Thursday, March 26, 2009

Beyond Categorization: Getting Away From Object Categories in Computer Vision

Natural language evolved over thousands of years to become the powerful tool that is is today. When we say things using language to convey our experiences with the world, we can't help but refer to object categories. When we say things such as "this is a car" what we are actually saying is "this is an instance from the car category." Categories let us get away from referring to individual object instances -- in most cases knowing that something belongs to a particular category is more than enough knowledge to deal with it. This is a type of "understanding by compression" or understanding by abstracting away the unnecessary details. In the words of Rosch, "the task of category systems is to provide maximum information with the least cognitive effort." Rosch would probably agree that it only makes sense to talk about the utility of a category system (a for getting a grip on reality) as opposed to the truth value of a category system with respect how well it aligns to observer-independent reality. The degree of pragmatism expressed by Rosch is something that William James would have been proud of.

From a very young age we are taught language and soon it takes over our inner world. We 'think' in language. Language provides us with a list of nouns -- a way of cutting up the world into categories. Different cultures have different languages that cut up the world differently and one might wonder how well the object categories contained in any given single language correspond to reality -- if it even makes sense to talk about an observer independent reality. Rosch would argue that human categorization is the result of "psychological principles of categorization" and is more related to how we interact with the world than how the world is. If the only substances we ingested for nutrients were types of grass, then categorizing all of the different strains of grass with respect to flavor, vitamin content, color, etc would be beneficial for us (as a species). Rosch points out in her works that her ideas refer to categorization at the species-level and she calls it human categorization. She is not referring to a personal categorization; for example, the way a child might cluster concepts when he/she starts learning about the world.

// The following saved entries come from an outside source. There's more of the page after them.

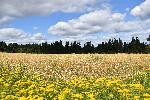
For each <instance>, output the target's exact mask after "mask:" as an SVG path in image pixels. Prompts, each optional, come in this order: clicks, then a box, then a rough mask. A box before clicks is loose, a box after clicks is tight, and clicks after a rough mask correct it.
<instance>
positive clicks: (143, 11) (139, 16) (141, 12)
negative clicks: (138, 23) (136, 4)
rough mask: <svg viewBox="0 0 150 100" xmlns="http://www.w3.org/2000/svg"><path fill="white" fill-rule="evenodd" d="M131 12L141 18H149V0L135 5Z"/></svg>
mask: <svg viewBox="0 0 150 100" xmlns="http://www.w3.org/2000/svg"><path fill="white" fill-rule="evenodd" d="M131 14H132V15H134V16H136V17H140V18H141V19H149V18H150V0H145V1H144V2H143V3H141V4H140V5H138V6H136V7H135V8H133V9H132V10H131Z"/></svg>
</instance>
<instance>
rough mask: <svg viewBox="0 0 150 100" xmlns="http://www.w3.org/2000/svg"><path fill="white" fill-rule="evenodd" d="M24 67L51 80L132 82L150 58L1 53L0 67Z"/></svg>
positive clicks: (88, 54)
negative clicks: (75, 78)
mask: <svg viewBox="0 0 150 100" xmlns="http://www.w3.org/2000/svg"><path fill="white" fill-rule="evenodd" d="M20 65H21V66H24V67H25V68H26V73H32V74H38V75H41V76H42V77H44V78H45V79H48V78H50V77H52V78H59V79H65V80H66V79H70V78H72V77H74V76H84V77H104V76H107V77H112V76H113V77H122V78H128V77H129V76H133V75H135V74H138V73H140V72H142V71H143V70H144V69H146V68H148V67H150V54H65V55H63V54H59V55H57V54H55V55H50V54H49V55H45V54H22V53H21V54H19V53H17V54H9V53H0V66H9V67H10V69H12V68H13V67H16V66H20Z"/></svg>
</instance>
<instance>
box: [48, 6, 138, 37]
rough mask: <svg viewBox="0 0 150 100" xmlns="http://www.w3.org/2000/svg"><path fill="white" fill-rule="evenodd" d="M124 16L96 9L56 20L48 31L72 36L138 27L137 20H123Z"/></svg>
mask: <svg viewBox="0 0 150 100" xmlns="http://www.w3.org/2000/svg"><path fill="white" fill-rule="evenodd" d="M124 17H125V14H121V13H112V12H111V11H110V10H109V9H106V10H98V11H94V12H90V13H88V14H84V15H82V16H80V17H79V18H78V19H72V20H69V21H68V22H58V23H56V24H55V25H53V26H50V27H49V30H48V32H49V33H50V34H54V35H60V36H67V35H71V36H74V35H79V34H85V35H87V34H93V33H99V32H105V33H115V32H129V31H134V30H136V29H140V26H139V23H138V22H136V21H132V22H125V21H124Z"/></svg>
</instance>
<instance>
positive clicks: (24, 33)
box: [0, 28, 47, 43]
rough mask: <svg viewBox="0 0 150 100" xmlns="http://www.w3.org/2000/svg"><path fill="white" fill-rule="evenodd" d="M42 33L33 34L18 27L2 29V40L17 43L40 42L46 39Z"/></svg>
mask: <svg viewBox="0 0 150 100" xmlns="http://www.w3.org/2000/svg"><path fill="white" fill-rule="evenodd" d="M46 40H47V39H46V37H45V36H44V35H43V34H42V33H36V34H31V33H27V32H24V31H23V30H21V29H16V28H2V29H0V41H5V42H17V43H40V42H44V41H46Z"/></svg>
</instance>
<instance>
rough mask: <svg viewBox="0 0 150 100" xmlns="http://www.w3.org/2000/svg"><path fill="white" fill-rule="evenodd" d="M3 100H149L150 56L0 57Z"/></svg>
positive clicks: (65, 56)
mask: <svg viewBox="0 0 150 100" xmlns="http://www.w3.org/2000/svg"><path fill="white" fill-rule="evenodd" d="M0 99H1V100H150V54H53V55H50V54H49V55H46V54H23V53H0Z"/></svg>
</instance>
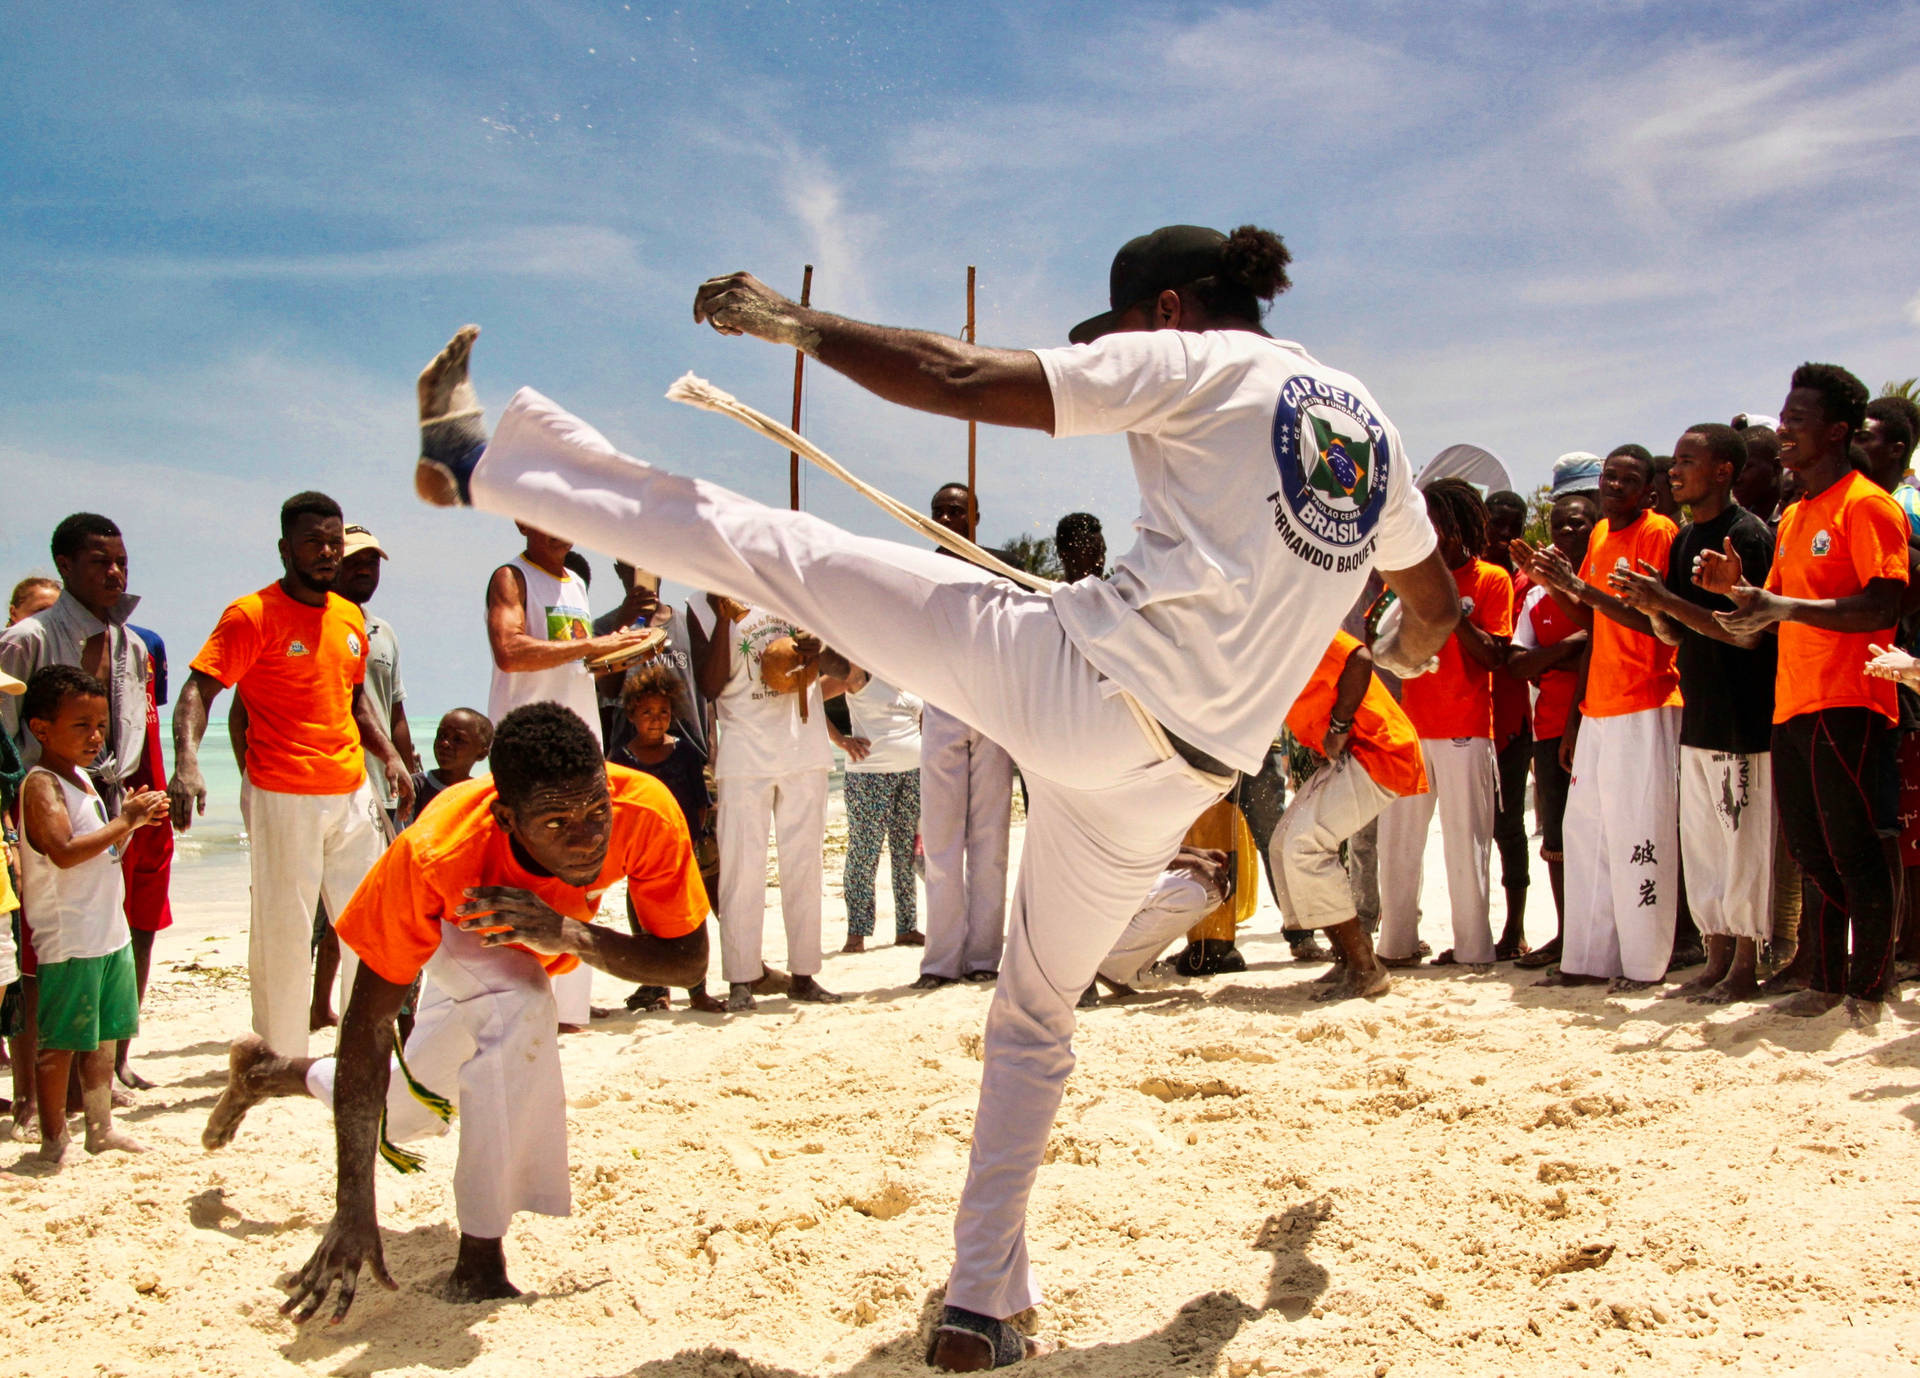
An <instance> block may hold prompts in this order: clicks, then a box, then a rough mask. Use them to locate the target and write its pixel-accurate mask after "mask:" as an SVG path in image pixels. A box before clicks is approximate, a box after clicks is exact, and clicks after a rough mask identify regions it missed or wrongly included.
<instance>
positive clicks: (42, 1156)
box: [35, 1134, 73, 1173]
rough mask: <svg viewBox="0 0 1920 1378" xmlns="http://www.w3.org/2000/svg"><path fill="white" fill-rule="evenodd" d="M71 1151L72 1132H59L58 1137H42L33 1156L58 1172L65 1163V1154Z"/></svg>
mask: <svg viewBox="0 0 1920 1378" xmlns="http://www.w3.org/2000/svg"><path fill="white" fill-rule="evenodd" d="M71 1152H73V1134H61V1136H60V1138H42V1140H40V1148H38V1152H36V1153H35V1157H38V1159H40V1161H42V1163H46V1165H48V1167H52V1169H54V1171H56V1173H58V1171H60V1169H61V1167H63V1165H65V1161H67V1155H69V1153H71Z"/></svg>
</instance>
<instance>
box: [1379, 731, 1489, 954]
mask: <svg viewBox="0 0 1920 1378" xmlns="http://www.w3.org/2000/svg"><path fill="white" fill-rule="evenodd" d="M1421 760H1423V762H1427V785H1428V791H1430V793H1427V795H1407V796H1405V798H1396V800H1394V804H1392V808H1388V810H1386V812H1382V814H1380V942H1379V948H1380V956H1382V958H1411V956H1413V948H1415V944H1417V942H1419V938H1421V875H1423V871H1425V869H1427V867H1425V862H1427V831H1428V827H1430V825H1432V818H1434V808H1438V810H1440V846H1442V850H1444V856H1446V891H1448V900H1450V902H1452V908H1453V956H1455V958H1457V960H1459V962H1492V960H1494V929H1492V927H1490V921H1488V908H1486V906H1488V892H1486V887H1488V879H1486V866H1488V856H1490V854H1492V846H1494V814H1496V812H1498V810H1496V796H1498V793H1500V783H1498V770H1496V762H1494V743H1492V741H1490V739H1486V737H1421Z"/></svg>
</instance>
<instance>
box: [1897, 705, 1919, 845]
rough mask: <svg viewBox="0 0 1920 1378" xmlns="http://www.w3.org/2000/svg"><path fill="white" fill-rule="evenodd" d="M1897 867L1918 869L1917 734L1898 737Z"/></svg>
mask: <svg viewBox="0 0 1920 1378" xmlns="http://www.w3.org/2000/svg"><path fill="white" fill-rule="evenodd" d="M1893 758H1895V760H1897V762H1899V768H1901V866H1905V867H1908V869H1910V867H1914V866H1920V731H1910V733H1907V735H1905V737H1901V745H1899V748H1897V750H1895V756H1893Z"/></svg>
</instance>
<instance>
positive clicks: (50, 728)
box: [19, 666, 167, 1165]
mask: <svg viewBox="0 0 1920 1378" xmlns="http://www.w3.org/2000/svg"><path fill="white" fill-rule="evenodd" d="M21 718H25V722H27V729H29V731H31V733H33V735H35V741H38V743H40V764H38V766H35V768H33V772H29V775H27V781H25V783H23V785H21V823H23V825H21V848H19V856H21V889H23V891H25V896H23V898H25V902H27V921H29V923H31V925H33V952H35V958H36V960H38V981H40V1010H38V1033H40V1050H38V1056H36V1057H35V1084H36V1090H38V1104H40V1157H42V1159H46V1161H50V1163H56V1165H58V1163H61V1161H63V1159H65V1157H67V1152H69V1150H71V1146H73V1140H71V1136H69V1134H67V1117H65V1113H63V1111H65V1104H67V1073H69V1069H71V1065H73V1059H75V1056H79V1059H81V1104H83V1107H84V1111H86V1152H88V1153H102V1152H106V1150H109V1148H113V1150H121V1152H129V1153H138V1152H142V1146H140V1144H138V1142H134V1140H132V1138H129V1136H127V1134H125V1132H121V1130H117V1129H115V1127H113V1088H111V1084H109V1082H111V1077H113V1050H115V1046H117V1044H119V1040H121V1038H131V1036H132V1034H134V1033H136V1031H138V1023H140V1000H138V994H136V990H134V971H132V946H131V935H129V931H127V917H125V912H123V908H121V900H123V889H121V887H123V883H121V869H119V846H121V843H123V841H127V837H129V835H132V831H134V829H138V827H146V825H148V823H159V821H161V820H165V816H167V796H165V795H163V793H161V791H157V789H146V791H138V793H134V795H129V798H127V802H125V806H123V808H121V814H119V818H115V820H111V821H108V816H106V808H104V806H102V804H100V795H98V793H96V791H94V787H92V781H90V779H88V777H86V768H88V766H90V764H92V762H96V760H98V758H100V750H102V747H104V745H106V735H108V724H109V720H111V710H109V706H108V689H106V685H104V683H100V681H98V679H94V677H92V676H90V674H86V672H83V670H77V668H75V666H44V668H40V670H38V672H35V676H33V679H29V681H27V695H25V699H23V701H21Z"/></svg>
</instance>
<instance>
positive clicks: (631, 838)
mask: <svg viewBox="0 0 1920 1378" xmlns="http://www.w3.org/2000/svg"><path fill="white" fill-rule="evenodd" d="M607 791H609V795H612V841H611V843H609V846H607V862H605V866H601V873H599V877H595V881H593V885H589V887H586V889H582V887H578V885H568V883H566V881H561V879H559V877H553V875H534V873H532V871H528V869H526V867H524V866H520V862H518V860H515V854H513V844H511V841H509V837H507V829H503V827H501V825H499V823H497V821H495V820H493V800H497V798H499V791H497V789H493V779H492V775H488V777H482V779H467V781H461V783H459V785H449V787H447V789H444V791H442V793H440V795H438V796H436V798H434V806H432V808H430V810H426V812H424V814H420V818H417V820H415V821H413V825H411V827H407V831H403V833H401V835H399V837H397V839H394V844H392V846H390V848H386V852H384V854H382V856H380V860H378V862H374V867H372V869H371V871H367V879H363V881H361V883H359V889H357V891H353V898H351V900H348V906H346V910H344V912H342V914H340V919H338V921H336V923H334V929H336V931H338V933H340V940H342V942H346V944H348V946H349V948H353V952H355V954H357V956H359V960H361V962H365V963H367V965H369V967H372V969H374V971H376V973H378V975H380V977H382V979H386V981H392V983H394V985H407V983H409V981H413V979H415V977H417V975H420V967H424V965H426V960H428V958H430V956H434V952H436V950H438V948H440V925H442V921H444V919H445V921H453V919H451V914H453V910H457V908H459V906H461V904H465V902H467V889H468V887H474V885H511V887H515V889H520V891H532V892H534V894H538V896H540V898H541V900H545V902H547V904H551V906H553V908H555V910H559V912H561V914H564V915H566V917H570V919H580V921H582V923H588V921H591V919H593V915H595V914H597V912H599V902H601V894H605V892H607V887H611V885H612V883H614V881H618V879H622V877H624V879H626V894H628V900H632V904H634V914H636V915H637V917H639V925H641V927H643V929H647V933H651V935H653V937H657V938H678V937H682V935H684V933H693V929H697V927H701V923H703V921H705V917H707V891H705V887H703V885H701V869H699V866H697V864H695V862H693V843H691V841H689V837H687V821H685V818H684V816H682V812H680V804H676V802H674V796H672V793H670V791H668V789H666V785H662V783H660V781H657V779H655V777H653V775H643V773H639V772H637V770H628V768H626V766H607ZM513 946H518V944H513ZM522 950H526V948H522ZM534 956H536V958H540V965H543V967H545V969H547V975H555V977H557V975H561V973H563V971H572V969H574V967H576V965H580V958H576V956H572V954H566V956H559V958H555V956H545V954H540V952H536V954H534Z"/></svg>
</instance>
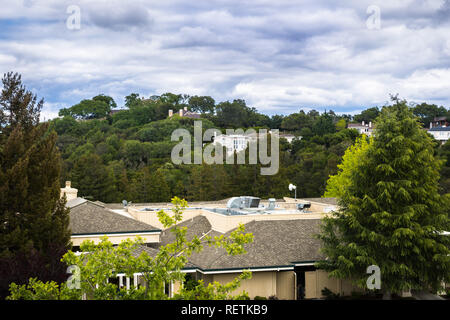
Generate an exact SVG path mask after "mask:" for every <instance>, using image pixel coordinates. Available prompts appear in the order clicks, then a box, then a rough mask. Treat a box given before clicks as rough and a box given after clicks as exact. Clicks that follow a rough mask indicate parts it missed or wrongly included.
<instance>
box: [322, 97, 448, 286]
mask: <svg viewBox="0 0 450 320" xmlns="http://www.w3.org/2000/svg"><path fill="white" fill-rule="evenodd" d="M394 102H395V103H394V104H393V105H391V106H387V107H384V108H383V109H382V111H381V113H380V116H379V117H378V118H377V119H376V124H377V127H376V130H377V131H376V135H375V137H374V138H373V141H372V142H371V143H369V144H367V143H365V142H364V140H359V142H358V143H357V144H356V146H355V147H353V148H350V149H349V150H347V152H346V155H345V156H344V162H343V164H342V165H341V166H340V169H341V170H342V171H341V172H340V173H339V174H338V175H337V176H334V177H331V178H330V180H329V184H328V189H327V192H329V193H331V194H332V195H336V196H339V197H340V198H339V205H340V207H341V209H340V210H339V211H337V212H335V213H334V214H333V215H332V216H330V217H328V218H325V220H324V221H325V223H324V226H323V230H322V233H321V234H320V236H319V238H320V239H321V240H322V242H323V252H324V253H325V254H326V256H327V257H328V259H327V260H324V261H322V262H320V263H319V264H318V266H319V267H320V268H324V269H325V270H327V271H329V272H330V275H331V276H333V277H338V278H352V279H354V280H356V281H359V284H360V285H362V286H364V285H365V281H366V279H367V274H366V269H367V267H368V266H370V265H377V266H379V267H380V270H381V279H382V290H383V291H384V292H385V293H387V294H389V293H390V292H394V293H400V292H401V291H403V290H408V289H426V288H433V289H434V290H437V289H438V288H440V287H441V285H442V281H448V280H449V277H450V239H449V237H447V236H444V235H443V232H444V231H446V230H449V227H450V223H449V215H448V214H449V212H448V208H449V207H450V204H449V198H448V196H442V195H440V194H439V192H438V191H439V184H438V180H439V170H440V167H441V161H439V160H438V159H437V158H436V157H435V152H434V144H433V141H432V139H431V137H430V136H428V135H427V134H426V132H425V131H423V130H421V126H420V124H419V122H418V119H417V118H416V117H414V116H413V114H412V111H411V110H410V109H409V108H408V107H407V105H406V102H405V101H399V100H395V101H394Z"/></svg>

It is not at all clear to me whether we should be using the categories from natural language as the to-be-recognized entities in our image understanding systems. Many animals do not have a language with which they can compress percepts into neat little tokens -- yet they have no problem interacting with the world. Of course, if we want to build machines that understand the world around them in a way that they can communicate with us (humans), then language and its inherent categorization will play a crucial role.

While we ultimately use language to convey our ideas to other humans, how early are the principles of categorization applied to perception? Is the grouping of percepts into categories even essential for perception? I doubt that anybody would argue that language and its inherent categorization is not useful for dealing with the world -- the only question is how it interacts with perception.

Most computer vision researchers are stuck in the world of categorization and many systems rely on categorization at a very early stage. A problem with categorization is its inability to deal with novel categories -- something which humans must deal with at a very young age. We (humans) can often deal with arbitrary input and using analogies can still get a grip and the world around us (even when it is full of novel categories). One hypothesis is that at the level of visual perception things do not get recognized into discrete object classes -- but a continuous recognition space. Thus instead of asking the question, "What is this?" we focus on similarity measurements and ask "What is this like?". Such a comparison-based view would help us cope with novel concepts.


  1. I think that's a good idea.
    The way i see it, both classes and observations (features) should have some representation. Then one would have distance functions not only between observations and classes, but also between classes and classes, and between observations and observations. One could cluster classes for example (all kinds of 4-legged animals would be close, such as dogs and cows). I think there's a lot of stuff to be done there.

  2. I think the preoccupation with categories stems not from scientific pursuit of objective reality but from practical evaluation metrics ("how well does this algorithm find horses in meadows?"). As the evaluation metrics become less category-oriented, so too should the algorithms.

    If you are interested in continuous semantic spaces, you should talk to Mark Palatucci and Tom Mitchell.

  3. Good observation. Maybe the visual system make finer and finer divisions than categories, which are more similar, and compound them together. Just like the Biological Inspired Model by Poggio. It just remembers all possible variations of an instance and combine them into higher levels.

  4. Mark is a friend of mine and we have had many interesting discussions on categorization and semantic spaces.

    Thanks for the comments guys!

  5. Some of the ideas in this post can be found in my NIPS 2009 paper:

    Tomasz Malisiewicz, Alexei A. Efros. Beyond Categories: The Visual Memex Model for Reasoning About Object Relationships. In NIPS, December 2009.